Reliability, observability, monitoring

Reading time: 0 minute(s) (0 words)

Reliability

We can define service reliability as doing what the service is supposed to do. Being available for users and customers is of course very important, but service can easily be available while not actually being reliable. Even if your service is up and available to your users, it can’t be reliable if it’s only returning errors to every request or too many requests.

At that point, you’d probably want to measure the reliability of your service. As such, you need to ensure that it’s up, available, and isn’t returning too many errors. And that’s when you can use a service level indicator (SLI)! It’s a measurement that captures as much of the user journey as possible. A good SLI is the accurate measurement of the reliability of your service, and an SLO-based approach to reliability needs good SLIs in order to be effective.

Monitoring

Monitoring is about collecting metrics from a production system to gain an understanding of what’s really going on. It can be beneficial for debugging and triggering alerts when something needs attention. Monitoring helps us gather data to understand better what’s happening in our software and systems.

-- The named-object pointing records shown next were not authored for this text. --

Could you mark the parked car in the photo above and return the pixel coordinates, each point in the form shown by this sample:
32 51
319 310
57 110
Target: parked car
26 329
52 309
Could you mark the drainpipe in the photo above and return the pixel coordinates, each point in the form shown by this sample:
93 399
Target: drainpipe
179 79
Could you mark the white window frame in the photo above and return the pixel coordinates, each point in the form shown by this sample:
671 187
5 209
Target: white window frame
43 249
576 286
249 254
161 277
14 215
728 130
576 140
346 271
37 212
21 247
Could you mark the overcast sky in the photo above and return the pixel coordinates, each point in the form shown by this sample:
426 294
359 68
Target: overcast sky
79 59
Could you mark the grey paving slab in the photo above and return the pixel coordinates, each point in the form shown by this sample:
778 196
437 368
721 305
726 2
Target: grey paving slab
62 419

The challenge of monitoring is separating the proper signal, that is, the few critical things that need attention from the noise, meaning, the many false alerts.

Suppose you’ve already invested in monitoring tools like Datadog, Prometheus, New Relic, etc. For sure—you need them. But it would be best if you had SLOs too. As it's a significant source of the data, we need to follow the SLO-based approach to software reliability. In that sense, monitoring and SLOs are complementary—they go hand in hand. SLOs complete the concept by focusing the attention on what truly matters to customers.

Observability

The concept of observability is similar to but slightly different from monitoring. Observability is a measure of how well we can understand the internal state of a system by solely looking at its outputs. In other words, it is how well we can deduce internal causes by observing external symptoms. This includes things like system stats, availability of a service, dependencies, and errors. The more observable our infrastructure is, the more success we will have in diagnosing and curing problems that arise.

For SREs, the goal is to implement and monitor those measurements, so they can have more effective conversations about the state of the product and where they should be putting in their efforts.